Her family is all involved in the arts – her husband Robert Cross was Chief Director of NAPAC (Natal Performing Arts Council, now The Playhouse Company) until his retirement. Their daughter Jane is an award-winning theatre technician/stage manager who co-runs a theatrical production company and their son Michael has a film/video production company.

Lucille Cross trained as an art teacher at the (then)Technical College in Port Elizabeth where she had the unique distinction of being the first - and still the only - art student to win the prestigious Mayor’s Prize for Art for two consecutive years. She spent a post-graduate year in London at the Central School and came back to her first teaching post as Art Mistress at East London’s Clarendon High School for Girls and was soon involved in the active amateur theatre world there.

In 1960, she married Robert Cross and they went to London where she took extra classes with Norah Waugh (regarded as the world authority on the authentic cut of historical costume) while working as a teacher at a secondary modern school in Essex. Moving to Durban on their return to South Africa, she was invited by the late Professor Sneddon to lecture in theatre arts in the Speech and Drama Department at the University of Natal and was later invited by her to design costumes for the opera Cavalleria Rusticana which Professor Sneddon was directing for NAPAC in 1963.

Lucille later went on to design, cut and supervise the making of several thousands of period costumes for NAPAC for 27 major drama productions. These included a number of large-scale Shakespearean productions as well as seven operas, some ballets and small-scale productions for The Cellar at The Playhouse as well as costumes for productions for other Arts Councils and Pieter Toerien. In 1981, she was appointed as lecturer in the History of Costume in the Fashion School at the (then) M.L. Sultan Technikon (now linked to the Durban University of Technology), later becoming head of the Fashion School, then of the Art School and finally Dean of the Faculty of Arts before retiring. She was also an active painter who has exhibited regularly with various groups in Durban, and was a keen ceramist.

Jill Fenson, actress, playwright and scriptwriter of many fascinating Twist in the Tale Springbok Radio scripts for Tom Meehan’s production company, pays tribute:

“Lucille had a long and valuable career as an artist and designer, teacher and lecturer. But I remember her differently. When my husband, John Moss, was with NAPAC, and we both lived in Durban from the 70s to the 90s, the Crosses were friends as well as colleagues. I remember Lucille presiding over a household where it was always a delight to be asked.
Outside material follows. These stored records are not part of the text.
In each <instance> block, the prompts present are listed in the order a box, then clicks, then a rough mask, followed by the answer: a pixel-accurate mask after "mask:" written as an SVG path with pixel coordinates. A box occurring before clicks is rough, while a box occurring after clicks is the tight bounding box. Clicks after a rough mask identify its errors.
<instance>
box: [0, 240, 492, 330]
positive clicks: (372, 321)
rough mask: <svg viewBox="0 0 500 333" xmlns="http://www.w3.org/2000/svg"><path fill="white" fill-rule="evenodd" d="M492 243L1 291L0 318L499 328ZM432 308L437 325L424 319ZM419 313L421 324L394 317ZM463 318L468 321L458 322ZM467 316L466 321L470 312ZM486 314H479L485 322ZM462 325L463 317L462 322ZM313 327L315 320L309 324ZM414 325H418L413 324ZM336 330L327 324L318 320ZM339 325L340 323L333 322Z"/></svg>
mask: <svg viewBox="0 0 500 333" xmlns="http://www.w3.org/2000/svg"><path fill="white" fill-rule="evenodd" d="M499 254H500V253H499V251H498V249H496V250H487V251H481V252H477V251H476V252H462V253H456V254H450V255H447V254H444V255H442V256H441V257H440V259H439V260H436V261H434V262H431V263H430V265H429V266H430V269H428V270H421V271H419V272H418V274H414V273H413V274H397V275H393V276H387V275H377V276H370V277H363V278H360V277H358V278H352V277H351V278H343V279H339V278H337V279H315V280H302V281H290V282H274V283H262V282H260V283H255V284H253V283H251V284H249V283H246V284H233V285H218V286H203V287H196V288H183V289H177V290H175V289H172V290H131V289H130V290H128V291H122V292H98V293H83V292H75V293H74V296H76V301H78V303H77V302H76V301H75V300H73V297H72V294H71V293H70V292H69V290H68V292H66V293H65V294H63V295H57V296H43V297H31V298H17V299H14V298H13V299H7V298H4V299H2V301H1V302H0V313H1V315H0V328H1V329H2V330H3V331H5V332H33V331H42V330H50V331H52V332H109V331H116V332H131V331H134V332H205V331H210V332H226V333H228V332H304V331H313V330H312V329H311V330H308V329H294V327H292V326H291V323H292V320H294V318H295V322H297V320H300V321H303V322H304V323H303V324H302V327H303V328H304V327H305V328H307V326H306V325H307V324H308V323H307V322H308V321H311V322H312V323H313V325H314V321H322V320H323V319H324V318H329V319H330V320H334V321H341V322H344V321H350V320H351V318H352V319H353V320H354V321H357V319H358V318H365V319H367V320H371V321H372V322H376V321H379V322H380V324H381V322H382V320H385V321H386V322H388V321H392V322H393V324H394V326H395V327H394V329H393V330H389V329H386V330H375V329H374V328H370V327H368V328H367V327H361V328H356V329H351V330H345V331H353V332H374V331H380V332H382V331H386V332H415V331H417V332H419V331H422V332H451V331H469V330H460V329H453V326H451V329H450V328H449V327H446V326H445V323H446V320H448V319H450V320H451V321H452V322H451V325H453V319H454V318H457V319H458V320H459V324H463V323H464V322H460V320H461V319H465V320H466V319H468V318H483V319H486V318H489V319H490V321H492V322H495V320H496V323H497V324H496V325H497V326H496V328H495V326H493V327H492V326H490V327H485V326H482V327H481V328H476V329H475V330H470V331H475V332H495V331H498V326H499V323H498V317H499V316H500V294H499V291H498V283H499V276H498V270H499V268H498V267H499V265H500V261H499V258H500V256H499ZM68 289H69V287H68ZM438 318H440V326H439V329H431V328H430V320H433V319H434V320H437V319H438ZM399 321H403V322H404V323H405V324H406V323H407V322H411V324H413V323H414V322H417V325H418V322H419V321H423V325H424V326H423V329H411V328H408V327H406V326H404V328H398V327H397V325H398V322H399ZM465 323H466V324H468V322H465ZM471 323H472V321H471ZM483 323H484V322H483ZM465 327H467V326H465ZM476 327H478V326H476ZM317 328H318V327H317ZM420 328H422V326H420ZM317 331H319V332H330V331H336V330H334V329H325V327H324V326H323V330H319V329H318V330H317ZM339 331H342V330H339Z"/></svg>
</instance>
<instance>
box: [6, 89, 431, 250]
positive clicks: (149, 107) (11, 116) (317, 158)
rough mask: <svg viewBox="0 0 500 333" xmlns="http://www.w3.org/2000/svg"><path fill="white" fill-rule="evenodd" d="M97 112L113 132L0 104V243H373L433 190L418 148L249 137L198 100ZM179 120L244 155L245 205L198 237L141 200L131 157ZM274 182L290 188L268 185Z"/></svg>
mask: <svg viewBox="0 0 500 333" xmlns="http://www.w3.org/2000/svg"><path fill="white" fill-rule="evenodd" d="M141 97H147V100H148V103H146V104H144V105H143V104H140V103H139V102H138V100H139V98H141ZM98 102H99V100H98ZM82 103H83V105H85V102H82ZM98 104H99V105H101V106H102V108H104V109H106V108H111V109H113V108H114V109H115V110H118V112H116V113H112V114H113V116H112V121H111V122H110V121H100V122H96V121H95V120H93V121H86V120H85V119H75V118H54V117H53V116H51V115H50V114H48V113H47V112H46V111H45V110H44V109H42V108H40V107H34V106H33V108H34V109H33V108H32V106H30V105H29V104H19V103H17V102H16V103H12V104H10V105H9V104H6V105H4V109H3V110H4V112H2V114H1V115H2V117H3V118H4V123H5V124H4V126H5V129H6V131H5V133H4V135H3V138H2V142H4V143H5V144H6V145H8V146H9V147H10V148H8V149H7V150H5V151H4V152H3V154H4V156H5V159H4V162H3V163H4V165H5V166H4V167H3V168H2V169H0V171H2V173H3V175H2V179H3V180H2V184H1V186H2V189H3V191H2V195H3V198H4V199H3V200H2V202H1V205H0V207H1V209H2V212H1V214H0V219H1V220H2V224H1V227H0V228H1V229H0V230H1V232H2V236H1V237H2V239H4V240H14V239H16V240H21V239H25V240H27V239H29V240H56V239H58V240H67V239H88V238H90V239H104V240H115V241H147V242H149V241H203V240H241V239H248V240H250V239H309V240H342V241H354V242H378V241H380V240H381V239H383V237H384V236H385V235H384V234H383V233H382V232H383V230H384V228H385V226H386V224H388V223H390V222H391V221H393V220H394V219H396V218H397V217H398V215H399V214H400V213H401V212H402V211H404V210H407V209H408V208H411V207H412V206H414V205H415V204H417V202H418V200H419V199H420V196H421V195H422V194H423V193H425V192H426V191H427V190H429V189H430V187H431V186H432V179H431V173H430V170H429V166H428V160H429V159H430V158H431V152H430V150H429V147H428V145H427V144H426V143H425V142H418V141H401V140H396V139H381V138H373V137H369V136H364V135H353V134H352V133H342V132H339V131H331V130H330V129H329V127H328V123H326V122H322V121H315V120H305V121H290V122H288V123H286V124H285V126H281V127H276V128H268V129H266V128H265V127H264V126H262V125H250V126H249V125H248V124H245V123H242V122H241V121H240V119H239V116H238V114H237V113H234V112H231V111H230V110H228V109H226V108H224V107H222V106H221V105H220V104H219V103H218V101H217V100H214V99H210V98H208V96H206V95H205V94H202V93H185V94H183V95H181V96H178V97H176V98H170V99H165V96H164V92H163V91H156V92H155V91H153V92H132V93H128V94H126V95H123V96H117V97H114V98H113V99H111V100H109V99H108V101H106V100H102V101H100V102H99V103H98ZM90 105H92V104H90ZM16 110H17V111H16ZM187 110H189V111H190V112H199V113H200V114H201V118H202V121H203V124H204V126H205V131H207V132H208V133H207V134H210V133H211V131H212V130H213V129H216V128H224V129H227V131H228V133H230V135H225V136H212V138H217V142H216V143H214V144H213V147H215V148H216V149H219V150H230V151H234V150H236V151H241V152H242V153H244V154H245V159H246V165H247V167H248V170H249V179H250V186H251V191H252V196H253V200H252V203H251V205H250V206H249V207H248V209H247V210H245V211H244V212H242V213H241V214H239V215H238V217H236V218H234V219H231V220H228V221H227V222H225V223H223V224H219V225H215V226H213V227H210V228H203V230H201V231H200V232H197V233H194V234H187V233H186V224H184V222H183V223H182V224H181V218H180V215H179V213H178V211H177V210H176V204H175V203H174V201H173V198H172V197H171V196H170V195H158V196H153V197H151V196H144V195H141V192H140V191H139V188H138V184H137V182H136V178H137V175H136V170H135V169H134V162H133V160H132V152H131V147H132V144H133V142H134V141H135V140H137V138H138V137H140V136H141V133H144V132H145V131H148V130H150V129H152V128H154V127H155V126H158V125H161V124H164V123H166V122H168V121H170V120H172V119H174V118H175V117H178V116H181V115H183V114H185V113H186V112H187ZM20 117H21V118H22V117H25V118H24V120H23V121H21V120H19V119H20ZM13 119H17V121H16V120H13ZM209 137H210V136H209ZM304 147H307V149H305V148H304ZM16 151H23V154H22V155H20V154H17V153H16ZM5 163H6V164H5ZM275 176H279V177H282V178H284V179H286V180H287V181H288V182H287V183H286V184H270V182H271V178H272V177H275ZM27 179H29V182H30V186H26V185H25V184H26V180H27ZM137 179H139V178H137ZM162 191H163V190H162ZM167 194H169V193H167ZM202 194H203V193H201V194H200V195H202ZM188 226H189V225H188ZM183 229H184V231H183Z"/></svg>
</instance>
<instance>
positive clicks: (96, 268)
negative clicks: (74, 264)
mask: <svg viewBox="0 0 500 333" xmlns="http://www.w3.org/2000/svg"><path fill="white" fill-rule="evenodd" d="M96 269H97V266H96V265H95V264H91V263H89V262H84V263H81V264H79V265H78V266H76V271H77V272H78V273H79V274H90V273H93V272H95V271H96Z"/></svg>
Gatherings where the company was congenial and the food delicious are stacked up in little gleaming memory racks over the years.
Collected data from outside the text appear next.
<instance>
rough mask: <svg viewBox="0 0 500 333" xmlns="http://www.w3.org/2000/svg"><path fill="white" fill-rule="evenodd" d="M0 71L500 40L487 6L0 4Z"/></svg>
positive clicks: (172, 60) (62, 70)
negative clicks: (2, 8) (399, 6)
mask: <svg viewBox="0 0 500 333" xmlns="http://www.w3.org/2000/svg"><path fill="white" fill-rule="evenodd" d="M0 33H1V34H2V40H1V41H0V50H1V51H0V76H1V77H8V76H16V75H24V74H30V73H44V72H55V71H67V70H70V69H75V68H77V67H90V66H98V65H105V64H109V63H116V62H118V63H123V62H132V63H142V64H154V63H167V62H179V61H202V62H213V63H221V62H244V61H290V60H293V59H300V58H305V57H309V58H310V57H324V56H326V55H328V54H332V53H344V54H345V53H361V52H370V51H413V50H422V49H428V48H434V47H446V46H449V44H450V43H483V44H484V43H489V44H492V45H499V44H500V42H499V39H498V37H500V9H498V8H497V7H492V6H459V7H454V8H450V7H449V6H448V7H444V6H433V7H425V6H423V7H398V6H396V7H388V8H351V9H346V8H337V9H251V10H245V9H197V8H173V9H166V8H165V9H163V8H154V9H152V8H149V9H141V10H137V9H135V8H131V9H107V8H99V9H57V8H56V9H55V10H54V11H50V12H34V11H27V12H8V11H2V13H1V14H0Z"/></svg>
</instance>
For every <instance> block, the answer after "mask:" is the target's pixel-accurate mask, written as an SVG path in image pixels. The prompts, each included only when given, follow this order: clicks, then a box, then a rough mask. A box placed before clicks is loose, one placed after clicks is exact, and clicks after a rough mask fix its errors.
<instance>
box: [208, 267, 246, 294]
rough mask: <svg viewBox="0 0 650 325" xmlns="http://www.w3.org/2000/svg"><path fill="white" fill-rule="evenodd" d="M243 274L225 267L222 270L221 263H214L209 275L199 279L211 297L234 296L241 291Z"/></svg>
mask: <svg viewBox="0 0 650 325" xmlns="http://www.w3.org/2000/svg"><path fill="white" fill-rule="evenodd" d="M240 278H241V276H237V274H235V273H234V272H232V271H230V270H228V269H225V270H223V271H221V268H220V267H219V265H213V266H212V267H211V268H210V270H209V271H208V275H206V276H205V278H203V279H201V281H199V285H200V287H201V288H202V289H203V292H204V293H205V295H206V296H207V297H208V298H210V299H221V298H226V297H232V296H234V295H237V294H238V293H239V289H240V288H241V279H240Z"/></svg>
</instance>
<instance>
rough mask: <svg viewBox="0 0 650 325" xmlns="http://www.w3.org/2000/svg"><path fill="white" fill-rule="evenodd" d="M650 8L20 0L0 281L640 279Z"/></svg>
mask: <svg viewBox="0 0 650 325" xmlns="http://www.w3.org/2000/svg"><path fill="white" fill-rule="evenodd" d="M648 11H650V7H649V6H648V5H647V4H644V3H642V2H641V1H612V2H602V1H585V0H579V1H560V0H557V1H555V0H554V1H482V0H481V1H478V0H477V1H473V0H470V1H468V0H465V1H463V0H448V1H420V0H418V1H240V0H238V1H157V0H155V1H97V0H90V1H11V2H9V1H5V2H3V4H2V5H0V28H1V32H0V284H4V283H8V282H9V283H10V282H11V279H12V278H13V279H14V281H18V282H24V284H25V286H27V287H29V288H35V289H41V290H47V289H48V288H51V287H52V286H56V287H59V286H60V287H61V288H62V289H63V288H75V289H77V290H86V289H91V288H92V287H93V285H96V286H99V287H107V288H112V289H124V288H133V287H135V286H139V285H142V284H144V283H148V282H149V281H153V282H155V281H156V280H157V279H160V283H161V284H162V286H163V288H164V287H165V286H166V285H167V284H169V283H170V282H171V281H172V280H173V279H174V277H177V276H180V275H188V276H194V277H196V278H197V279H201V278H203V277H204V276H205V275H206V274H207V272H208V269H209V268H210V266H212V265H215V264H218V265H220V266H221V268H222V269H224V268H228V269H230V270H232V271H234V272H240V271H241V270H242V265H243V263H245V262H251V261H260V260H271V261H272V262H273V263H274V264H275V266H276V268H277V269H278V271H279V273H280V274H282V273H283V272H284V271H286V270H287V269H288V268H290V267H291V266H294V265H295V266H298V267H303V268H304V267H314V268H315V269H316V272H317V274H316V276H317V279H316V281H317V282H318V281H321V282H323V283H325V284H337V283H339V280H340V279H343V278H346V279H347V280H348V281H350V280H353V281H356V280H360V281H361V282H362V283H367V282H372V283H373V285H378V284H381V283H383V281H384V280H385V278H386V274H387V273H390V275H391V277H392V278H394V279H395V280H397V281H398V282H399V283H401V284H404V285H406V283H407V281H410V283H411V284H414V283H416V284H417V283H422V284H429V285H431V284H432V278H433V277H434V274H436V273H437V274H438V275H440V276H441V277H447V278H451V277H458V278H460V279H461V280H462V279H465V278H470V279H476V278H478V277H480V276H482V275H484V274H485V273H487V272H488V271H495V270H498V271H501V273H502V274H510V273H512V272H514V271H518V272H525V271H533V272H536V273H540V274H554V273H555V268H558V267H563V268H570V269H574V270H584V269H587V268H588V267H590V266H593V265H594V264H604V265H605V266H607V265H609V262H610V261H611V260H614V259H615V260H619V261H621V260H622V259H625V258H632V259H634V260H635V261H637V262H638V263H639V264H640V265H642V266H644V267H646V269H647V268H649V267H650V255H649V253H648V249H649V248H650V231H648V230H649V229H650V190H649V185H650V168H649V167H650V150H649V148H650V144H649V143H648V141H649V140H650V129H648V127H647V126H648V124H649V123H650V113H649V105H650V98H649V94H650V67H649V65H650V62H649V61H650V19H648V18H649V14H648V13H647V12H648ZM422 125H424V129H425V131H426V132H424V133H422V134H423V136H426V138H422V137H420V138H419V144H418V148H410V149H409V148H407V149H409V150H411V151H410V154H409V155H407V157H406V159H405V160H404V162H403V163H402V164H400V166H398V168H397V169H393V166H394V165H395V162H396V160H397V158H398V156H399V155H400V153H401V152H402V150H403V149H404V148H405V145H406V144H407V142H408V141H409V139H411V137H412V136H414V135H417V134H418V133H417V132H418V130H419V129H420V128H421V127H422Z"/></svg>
“I recall Lucille as warm and gentle, with great insight as well as humour and a talent for bringing people together. She could also exert a firm hand when necessary. I know that she was in relentless pain for a very considerable time, and so I am glad to think this is over for her. But the family and friends she has left will miss her very sadly indeed. She was an exceptional person. I am so happy to have known her.”